How much is involved?  Can the estate not pay the sister if that is what your mother wanted?  Will it bring them above the CAT thresholds? 

Does the Credit Union pay out double the savings in the event of death?


----------



## Crugers (19 Aug 2014)

PatrickJ said:


> The son of the deceased Credit Union member was nominated as beneficiary of his mother’s CU savings... The CU are refusing to make good on the deceased members request due to her not having a valid will made.


If the credit union had a valid nomination before the member died then there should be no question of them not paying the nominee up to the maximum nominated amount (€23k). In some cases there may be a delay while they await funds due from the "free" insurance. But that would only be a delay... Any funds above the maximum nomination value (€23k) would form part of the deceased member’s estate. This is normally paid to the Administrator by cheque payable to "The Estate of...."

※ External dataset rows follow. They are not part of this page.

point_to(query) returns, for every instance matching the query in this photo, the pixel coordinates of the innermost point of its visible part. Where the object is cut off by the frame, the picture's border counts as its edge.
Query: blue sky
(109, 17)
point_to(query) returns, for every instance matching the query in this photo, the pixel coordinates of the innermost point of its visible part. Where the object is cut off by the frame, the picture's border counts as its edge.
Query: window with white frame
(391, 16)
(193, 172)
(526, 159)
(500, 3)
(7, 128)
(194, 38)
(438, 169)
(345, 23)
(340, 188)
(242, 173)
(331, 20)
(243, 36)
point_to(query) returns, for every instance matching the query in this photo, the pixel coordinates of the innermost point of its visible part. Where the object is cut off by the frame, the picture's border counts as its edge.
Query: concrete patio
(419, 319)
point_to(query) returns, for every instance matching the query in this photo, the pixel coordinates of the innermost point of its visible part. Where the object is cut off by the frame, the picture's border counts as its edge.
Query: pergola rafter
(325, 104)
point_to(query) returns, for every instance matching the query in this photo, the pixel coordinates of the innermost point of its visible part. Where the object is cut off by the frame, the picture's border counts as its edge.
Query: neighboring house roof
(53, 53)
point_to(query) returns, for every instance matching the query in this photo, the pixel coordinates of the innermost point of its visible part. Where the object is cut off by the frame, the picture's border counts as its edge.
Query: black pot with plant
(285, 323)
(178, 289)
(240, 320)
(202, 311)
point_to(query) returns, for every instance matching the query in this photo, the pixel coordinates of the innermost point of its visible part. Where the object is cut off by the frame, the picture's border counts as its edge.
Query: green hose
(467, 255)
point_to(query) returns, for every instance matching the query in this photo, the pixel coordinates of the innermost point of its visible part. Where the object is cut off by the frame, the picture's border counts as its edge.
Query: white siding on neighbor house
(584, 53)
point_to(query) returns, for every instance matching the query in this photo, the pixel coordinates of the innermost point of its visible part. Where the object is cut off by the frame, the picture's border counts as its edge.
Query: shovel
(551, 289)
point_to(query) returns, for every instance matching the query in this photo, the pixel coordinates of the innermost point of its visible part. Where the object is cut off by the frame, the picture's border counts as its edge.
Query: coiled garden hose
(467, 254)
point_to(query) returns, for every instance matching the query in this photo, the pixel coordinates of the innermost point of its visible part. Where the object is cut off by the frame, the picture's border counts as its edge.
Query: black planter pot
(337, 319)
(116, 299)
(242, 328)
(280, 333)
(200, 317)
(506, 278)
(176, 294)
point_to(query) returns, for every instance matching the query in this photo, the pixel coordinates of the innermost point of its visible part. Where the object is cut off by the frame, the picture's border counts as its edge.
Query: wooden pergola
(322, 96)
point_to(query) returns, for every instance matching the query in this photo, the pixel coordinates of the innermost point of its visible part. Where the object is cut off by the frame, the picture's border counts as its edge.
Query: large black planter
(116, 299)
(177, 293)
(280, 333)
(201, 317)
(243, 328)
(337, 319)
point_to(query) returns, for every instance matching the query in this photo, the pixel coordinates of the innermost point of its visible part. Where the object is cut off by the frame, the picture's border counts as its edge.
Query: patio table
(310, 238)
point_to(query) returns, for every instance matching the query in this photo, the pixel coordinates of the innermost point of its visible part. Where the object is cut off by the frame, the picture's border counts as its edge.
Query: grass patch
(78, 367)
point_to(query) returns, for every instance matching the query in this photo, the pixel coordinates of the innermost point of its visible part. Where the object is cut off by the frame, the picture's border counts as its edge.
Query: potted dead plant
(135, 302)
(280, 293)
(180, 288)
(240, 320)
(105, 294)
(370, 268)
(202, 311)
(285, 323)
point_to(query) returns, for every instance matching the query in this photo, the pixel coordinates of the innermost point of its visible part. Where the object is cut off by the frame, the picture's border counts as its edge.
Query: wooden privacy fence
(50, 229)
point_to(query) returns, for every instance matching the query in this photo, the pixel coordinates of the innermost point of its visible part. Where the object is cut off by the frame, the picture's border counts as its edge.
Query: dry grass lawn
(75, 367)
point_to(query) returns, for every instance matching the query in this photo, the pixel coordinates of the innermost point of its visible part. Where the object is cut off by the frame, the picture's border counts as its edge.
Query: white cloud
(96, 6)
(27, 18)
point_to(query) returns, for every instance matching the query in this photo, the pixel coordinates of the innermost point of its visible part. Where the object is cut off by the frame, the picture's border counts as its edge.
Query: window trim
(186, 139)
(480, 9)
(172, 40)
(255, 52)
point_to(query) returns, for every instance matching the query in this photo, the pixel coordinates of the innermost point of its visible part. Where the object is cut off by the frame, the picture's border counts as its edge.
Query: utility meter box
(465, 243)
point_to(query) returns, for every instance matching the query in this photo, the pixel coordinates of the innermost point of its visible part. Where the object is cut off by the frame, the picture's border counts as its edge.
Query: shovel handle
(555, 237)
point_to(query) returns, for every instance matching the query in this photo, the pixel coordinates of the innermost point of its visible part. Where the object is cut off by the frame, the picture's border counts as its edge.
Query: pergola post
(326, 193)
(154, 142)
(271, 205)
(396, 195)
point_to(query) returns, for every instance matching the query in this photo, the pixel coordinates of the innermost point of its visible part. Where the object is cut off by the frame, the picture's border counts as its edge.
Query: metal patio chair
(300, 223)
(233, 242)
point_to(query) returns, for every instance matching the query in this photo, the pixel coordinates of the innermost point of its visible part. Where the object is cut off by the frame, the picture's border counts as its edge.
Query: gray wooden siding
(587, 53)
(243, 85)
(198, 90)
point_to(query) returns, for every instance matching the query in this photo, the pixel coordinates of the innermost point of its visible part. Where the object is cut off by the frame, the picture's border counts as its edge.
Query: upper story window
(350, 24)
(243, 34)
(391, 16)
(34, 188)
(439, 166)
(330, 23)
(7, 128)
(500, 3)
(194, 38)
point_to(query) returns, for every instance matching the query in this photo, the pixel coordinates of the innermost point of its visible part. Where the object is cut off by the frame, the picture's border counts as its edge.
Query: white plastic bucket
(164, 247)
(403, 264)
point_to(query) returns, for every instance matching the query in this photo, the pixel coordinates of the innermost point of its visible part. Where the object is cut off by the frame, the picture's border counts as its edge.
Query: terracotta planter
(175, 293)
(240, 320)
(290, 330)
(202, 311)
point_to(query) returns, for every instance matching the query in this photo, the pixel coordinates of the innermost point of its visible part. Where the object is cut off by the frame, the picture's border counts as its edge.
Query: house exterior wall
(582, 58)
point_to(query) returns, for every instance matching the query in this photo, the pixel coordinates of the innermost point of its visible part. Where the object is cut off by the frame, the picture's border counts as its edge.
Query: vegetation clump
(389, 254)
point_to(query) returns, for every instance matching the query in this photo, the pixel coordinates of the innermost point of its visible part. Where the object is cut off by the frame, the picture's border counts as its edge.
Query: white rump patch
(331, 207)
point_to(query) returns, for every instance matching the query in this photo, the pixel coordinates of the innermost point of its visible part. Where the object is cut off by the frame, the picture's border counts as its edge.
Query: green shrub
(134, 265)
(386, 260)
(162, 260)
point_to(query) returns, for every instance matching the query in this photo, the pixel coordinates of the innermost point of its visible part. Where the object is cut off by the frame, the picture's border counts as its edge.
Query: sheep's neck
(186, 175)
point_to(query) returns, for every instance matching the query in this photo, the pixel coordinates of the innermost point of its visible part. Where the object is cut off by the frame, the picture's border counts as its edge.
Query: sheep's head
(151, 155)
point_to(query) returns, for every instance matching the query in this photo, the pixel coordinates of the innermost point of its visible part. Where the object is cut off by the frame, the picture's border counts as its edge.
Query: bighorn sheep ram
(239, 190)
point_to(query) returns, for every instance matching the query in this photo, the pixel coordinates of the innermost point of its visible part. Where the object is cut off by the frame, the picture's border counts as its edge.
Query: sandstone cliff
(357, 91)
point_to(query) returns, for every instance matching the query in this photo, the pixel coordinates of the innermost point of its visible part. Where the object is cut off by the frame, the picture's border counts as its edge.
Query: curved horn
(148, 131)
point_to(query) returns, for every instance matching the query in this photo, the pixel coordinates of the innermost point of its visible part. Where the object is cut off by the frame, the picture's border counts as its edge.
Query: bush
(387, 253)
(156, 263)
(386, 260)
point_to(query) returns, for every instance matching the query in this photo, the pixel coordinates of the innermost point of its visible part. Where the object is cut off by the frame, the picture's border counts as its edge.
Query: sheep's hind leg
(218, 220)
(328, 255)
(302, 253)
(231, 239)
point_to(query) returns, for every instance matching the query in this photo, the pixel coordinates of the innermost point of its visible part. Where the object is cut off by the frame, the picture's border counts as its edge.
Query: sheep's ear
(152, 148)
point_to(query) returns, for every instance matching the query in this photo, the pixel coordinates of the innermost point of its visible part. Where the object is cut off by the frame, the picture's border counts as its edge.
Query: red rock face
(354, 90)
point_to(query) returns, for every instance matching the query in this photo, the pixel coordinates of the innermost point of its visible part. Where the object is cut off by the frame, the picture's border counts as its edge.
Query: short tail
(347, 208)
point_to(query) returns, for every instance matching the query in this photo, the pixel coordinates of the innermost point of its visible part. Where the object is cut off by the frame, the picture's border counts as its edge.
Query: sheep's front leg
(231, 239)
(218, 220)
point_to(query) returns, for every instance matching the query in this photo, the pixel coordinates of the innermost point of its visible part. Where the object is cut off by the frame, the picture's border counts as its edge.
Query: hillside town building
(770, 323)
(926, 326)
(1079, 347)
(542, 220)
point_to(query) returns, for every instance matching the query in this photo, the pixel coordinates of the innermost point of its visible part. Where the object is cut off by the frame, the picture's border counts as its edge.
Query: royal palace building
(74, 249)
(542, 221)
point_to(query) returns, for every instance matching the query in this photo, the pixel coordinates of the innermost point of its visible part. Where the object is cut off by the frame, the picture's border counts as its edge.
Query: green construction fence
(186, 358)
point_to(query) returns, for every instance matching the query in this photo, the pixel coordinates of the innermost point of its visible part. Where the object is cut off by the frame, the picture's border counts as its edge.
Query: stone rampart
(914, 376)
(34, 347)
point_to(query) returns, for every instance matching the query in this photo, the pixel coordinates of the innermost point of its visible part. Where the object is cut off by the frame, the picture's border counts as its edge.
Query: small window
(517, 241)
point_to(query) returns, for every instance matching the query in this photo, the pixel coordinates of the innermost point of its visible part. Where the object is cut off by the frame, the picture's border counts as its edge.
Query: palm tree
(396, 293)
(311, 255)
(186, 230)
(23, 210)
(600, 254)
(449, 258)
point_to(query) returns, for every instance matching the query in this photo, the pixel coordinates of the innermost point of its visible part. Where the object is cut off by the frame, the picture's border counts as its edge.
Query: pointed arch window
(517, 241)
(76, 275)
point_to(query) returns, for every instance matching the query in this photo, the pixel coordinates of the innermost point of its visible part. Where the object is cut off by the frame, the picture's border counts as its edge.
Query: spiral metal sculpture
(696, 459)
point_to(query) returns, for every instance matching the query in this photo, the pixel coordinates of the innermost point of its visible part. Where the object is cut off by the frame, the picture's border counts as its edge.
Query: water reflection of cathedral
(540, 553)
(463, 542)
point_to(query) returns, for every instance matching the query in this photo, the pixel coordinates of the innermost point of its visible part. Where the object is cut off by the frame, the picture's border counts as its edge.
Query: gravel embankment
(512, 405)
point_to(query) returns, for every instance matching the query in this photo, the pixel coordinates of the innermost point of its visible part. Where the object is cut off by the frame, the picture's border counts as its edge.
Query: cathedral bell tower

  Credit Unions would not normally/usually/EVER concern themselves with a deceased member’s ‘Last Will and Testament’. I can't see any reason why they would. As far as I know no bank or other financial institution does either!


----------



## Thirsty (21 Aug 2014)

> Last Will and Testament’. I can't see any reason why they would. As far as I know no bank or other financial institution does either


Bank will open an executor's account on presentation of will (or certified copy) which states who the executors are.


----------